Estilhaça-me começa muito muito muito confuso e sei que muitas pessoas não gostaram do ínício do livro ou do modo como a autora desenvolveu o desequilíbrio mental da protagonista. Mas eu até gostei porque levei em conta o fato dela não ter tocado, falado ou se relacionado com outro ser humano por aproximadamente um ano. 

Adorei o romance do casal principal. Teve horas que me estressava com a Juliette porque geralmente ela se recusava a falar sobre seus sentimentos ou até outros assuntos que, na minha opinião, deveriam ser ditos. Gostei muito do Warner, sempre gosto dos vilões porque sei que à qualquer momento eles podem me surpreender e com esse a experiência não foi diferente. E me afeiçoei a Kenji, simplesmente esperava cenas com ele porque ele é o personagem mais descontraído da obra.

Esse livro não é tão pesado e revoltado quando Jogos Vorazes. Chego a achar que a autora deixou de lado o verdadeiro propósito do livro. Falava pouco o necessário para nós, leitores, imaginarmos o cenário e fim. Até entendo, de repente ela não quis arriscar a falar muito de política e democracia com medo dele ficar arrastado e chato como "Esperança" ficou no início, mas para esse tipo de livro, acho que Tahereh Mafi deveria ter estendido um pouco mais para as justificativas ficarem mais aceitáveis.

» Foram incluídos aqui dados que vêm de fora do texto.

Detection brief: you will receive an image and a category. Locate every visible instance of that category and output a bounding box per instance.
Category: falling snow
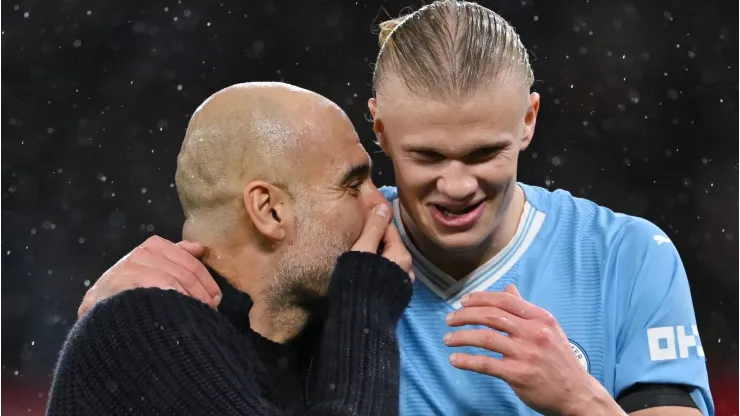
[2,0,738,415]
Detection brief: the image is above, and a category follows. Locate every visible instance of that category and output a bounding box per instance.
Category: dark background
[1,0,739,415]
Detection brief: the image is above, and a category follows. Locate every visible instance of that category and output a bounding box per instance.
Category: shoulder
[520,184,670,252]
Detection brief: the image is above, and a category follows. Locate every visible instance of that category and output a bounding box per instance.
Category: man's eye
[347,182,362,193]
[414,150,442,162]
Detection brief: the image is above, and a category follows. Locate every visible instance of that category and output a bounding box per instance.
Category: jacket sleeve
[308,252,412,416]
[46,289,274,416]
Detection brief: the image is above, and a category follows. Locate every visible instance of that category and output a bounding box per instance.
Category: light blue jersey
[381,184,714,416]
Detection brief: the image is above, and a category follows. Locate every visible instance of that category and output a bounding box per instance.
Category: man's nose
[437,167,478,201]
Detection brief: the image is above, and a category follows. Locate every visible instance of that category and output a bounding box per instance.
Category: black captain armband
[617,383,699,413]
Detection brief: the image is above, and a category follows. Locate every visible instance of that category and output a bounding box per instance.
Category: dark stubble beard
[265,198,354,314]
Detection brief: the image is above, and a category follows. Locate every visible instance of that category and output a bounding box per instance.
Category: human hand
[77,236,221,317]
[444,285,624,415]
[351,202,414,281]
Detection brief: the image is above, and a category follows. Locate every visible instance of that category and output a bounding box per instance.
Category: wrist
[562,375,627,416]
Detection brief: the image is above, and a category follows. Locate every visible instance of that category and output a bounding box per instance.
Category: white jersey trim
[393,199,546,309]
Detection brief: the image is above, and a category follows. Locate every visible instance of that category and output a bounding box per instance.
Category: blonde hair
[373,0,534,97]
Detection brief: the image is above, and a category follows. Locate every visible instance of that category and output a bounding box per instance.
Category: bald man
[47,83,411,416]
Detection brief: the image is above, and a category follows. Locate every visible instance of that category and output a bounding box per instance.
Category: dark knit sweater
[47,252,411,416]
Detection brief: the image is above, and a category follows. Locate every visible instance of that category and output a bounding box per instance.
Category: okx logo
[647,325,704,361]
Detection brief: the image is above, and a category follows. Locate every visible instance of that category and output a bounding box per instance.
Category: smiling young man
[75,1,714,416]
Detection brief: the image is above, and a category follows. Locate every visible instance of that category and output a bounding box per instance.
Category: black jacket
[47,252,411,416]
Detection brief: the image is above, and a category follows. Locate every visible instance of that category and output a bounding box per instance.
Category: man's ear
[367,98,390,155]
[244,181,293,241]
[519,92,540,151]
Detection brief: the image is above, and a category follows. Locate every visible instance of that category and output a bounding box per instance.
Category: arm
[47,289,265,416]
[612,218,714,416]
[308,252,411,416]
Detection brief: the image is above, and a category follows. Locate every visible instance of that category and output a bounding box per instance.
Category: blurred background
[1,0,740,415]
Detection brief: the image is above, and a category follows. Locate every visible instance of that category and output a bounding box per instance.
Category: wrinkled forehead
[377,84,529,145]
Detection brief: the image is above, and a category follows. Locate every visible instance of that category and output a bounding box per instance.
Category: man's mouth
[430,201,485,231]
[433,201,483,217]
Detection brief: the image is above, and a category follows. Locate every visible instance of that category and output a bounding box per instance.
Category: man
[75,1,714,416]
[47,83,411,416]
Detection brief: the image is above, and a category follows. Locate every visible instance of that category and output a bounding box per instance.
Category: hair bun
[378,18,403,47]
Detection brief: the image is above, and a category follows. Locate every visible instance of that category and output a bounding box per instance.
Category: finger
[444,329,517,356]
[77,290,95,318]
[504,285,522,299]
[460,292,549,319]
[383,223,411,272]
[176,240,206,258]
[352,202,391,253]
[77,268,188,318]
[142,236,221,306]
[447,306,527,336]
[131,246,214,306]
[450,353,507,381]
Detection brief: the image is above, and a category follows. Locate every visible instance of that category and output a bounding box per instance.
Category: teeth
[437,204,478,217]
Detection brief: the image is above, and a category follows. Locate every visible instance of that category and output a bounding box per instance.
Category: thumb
[504,285,522,299]
[177,240,206,257]
[352,202,391,253]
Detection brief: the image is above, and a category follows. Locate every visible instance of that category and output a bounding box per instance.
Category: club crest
[568,339,591,373]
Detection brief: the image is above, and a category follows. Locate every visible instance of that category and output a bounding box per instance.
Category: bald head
[176,82,346,237]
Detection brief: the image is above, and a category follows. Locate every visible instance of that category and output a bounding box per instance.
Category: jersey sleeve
[613,218,714,415]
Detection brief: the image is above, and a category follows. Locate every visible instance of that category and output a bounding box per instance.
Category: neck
[249,302,309,344]
[202,247,309,344]
[401,184,526,280]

Não me apeguei à protagonista pelo fato dela ser boazinha demais, sem rancor. Acho que uma Julietta mais ácida seria melhor para a trajetória que o livro irá tomar, ao contrário de uma personagem principal que foi ignorada a infância toda, nunca falou com Adam, mas se apaixonou por ele por ser único "amigo" dela e mesmo sendo abandonada pelos pais, sofrendo bullying na escola e uma série de outras coisas, ela não tem raiva ou nada parecido em relação a isso. Por favor, né! Apesar de ter adorado o romance e de seu par, não apreciei muito da narrativa. A autora colocou como primeiro plano o romance romance romance e os sentimentos da personagem principal e esqueceu deixou um pouco de lado muitas coisas.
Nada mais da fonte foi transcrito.